Firewalls are continuously evolving and transitioning into more intelligent network devices. Originally, traditional firewalls could only apply access control restrictions based on source and destination IP addresses and ports. As their feature sets matured, firewalls grew to include basic application awareness for protocols that weren’t so strictly tied to ports, such as FTP control and data channels. Also, basic security inspection was added mostly for layer 2-4 attacks. Several firewall companies touted and marketed these capabilities as intrusion prevention (IPS), even though their products fell far short of what any decent dedicated IPS would provide for security inspection. Thus, IPS is still required alongside traditional firewalls to achieve security inspection and protection for applications up to layer 7.
Next generation firewalls (NGFW) take this concept further by primarily applying the access control to traffic based on knowledge of the application, its content and structure of the traffic. These controls can also be tied to users more often than before. This provides for very granular control of the applications in one’s network and defends against applications riding over well known ports. This does not, however, provide more security up to layer 7 so that it is able to replace an IPS.

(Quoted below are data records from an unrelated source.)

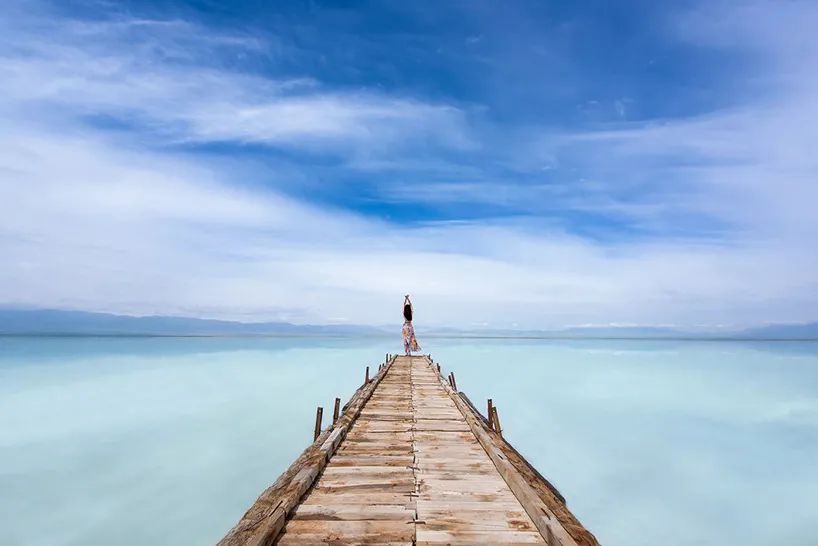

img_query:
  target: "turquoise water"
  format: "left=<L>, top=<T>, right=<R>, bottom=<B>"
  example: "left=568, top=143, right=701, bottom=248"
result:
left=1, top=337, right=817, bottom=545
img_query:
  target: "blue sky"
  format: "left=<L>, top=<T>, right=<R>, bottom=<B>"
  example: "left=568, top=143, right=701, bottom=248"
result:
left=1, top=0, right=817, bottom=328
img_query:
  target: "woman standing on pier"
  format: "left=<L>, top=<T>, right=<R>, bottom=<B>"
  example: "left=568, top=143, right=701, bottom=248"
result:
left=402, top=295, right=421, bottom=355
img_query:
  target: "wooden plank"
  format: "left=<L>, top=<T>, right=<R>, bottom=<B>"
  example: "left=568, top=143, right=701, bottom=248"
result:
left=416, top=529, right=544, bottom=544
left=277, top=520, right=413, bottom=541
left=279, top=538, right=410, bottom=546
left=291, top=505, right=414, bottom=521
left=413, top=421, right=471, bottom=432
left=321, top=466, right=414, bottom=477
left=223, top=355, right=597, bottom=546
left=301, top=492, right=414, bottom=506
left=416, top=510, right=539, bottom=532
left=416, top=500, right=528, bottom=512
left=407, top=356, right=546, bottom=546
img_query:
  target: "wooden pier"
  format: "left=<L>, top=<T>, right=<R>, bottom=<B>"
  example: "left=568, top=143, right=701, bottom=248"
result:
left=219, top=355, right=599, bottom=545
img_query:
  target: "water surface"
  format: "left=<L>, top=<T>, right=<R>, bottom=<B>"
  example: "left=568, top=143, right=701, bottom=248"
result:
left=1, top=337, right=816, bottom=545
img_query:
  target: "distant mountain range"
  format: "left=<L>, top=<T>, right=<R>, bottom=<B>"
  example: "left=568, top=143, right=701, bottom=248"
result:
left=0, top=309, right=387, bottom=336
left=738, top=322, right=818, bottom=340
left=422, top=325, right=818, bottom=339
left=0, top=309, right=816, bottom=339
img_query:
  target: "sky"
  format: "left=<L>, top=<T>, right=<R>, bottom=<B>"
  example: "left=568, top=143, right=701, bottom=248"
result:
left=1, top=0, right=817, bottom=329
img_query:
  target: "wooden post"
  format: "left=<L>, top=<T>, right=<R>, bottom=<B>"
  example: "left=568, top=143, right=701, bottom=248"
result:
left=487, top=398, right=494, bottom=425
left=332, top=397, right=341, bottom=424
left=491, top=406, right=502, bottom=437
left=313, top=407, right=323, bottom=440
left=436, top=363, right=441, bottom=375
left=450, top=372, right=458, bottom=392
left=365, top=366, right=370, bottom=384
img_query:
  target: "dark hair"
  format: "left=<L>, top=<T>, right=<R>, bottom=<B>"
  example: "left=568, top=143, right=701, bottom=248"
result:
left=403, top=303, right=413, bottom=322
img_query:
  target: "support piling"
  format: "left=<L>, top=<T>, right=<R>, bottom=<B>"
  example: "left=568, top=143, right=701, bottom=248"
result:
left=332, top=397, right=341, bottom=424
left=313, top=406, right=323, bottom=441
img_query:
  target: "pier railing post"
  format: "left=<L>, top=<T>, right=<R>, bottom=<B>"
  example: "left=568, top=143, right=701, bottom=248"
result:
left=332, top=397, right=341, bottom=424
left=365, top=365, right=370, bottom=384
left=487, top=398, right=493, bottom=425
left=491, top=406, right=502, bottom=437
left=313, top=406, right=323, bottom=440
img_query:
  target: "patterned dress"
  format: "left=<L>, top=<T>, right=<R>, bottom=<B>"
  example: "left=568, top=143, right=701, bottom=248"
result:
left=402, top=320, right=421, bottom=354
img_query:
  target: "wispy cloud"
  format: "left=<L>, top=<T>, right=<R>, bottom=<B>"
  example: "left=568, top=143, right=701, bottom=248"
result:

A research note dated October 12, 2009 from Gartner titled “Defining the Next Generation Firewall1,” indicates that “NGFWs will be most effective when working in conjunction with other layers of security controls.” We see some security companies working to advance the security coverage in their NGFW products but today, none exist that can replace your firewall and IPS while providing the same level of comprehensive security. We see the next generation firewall eventually becoming a feature of IPS, which will ultimately help organizations save administrative resources and costs through robust and integrated policy management.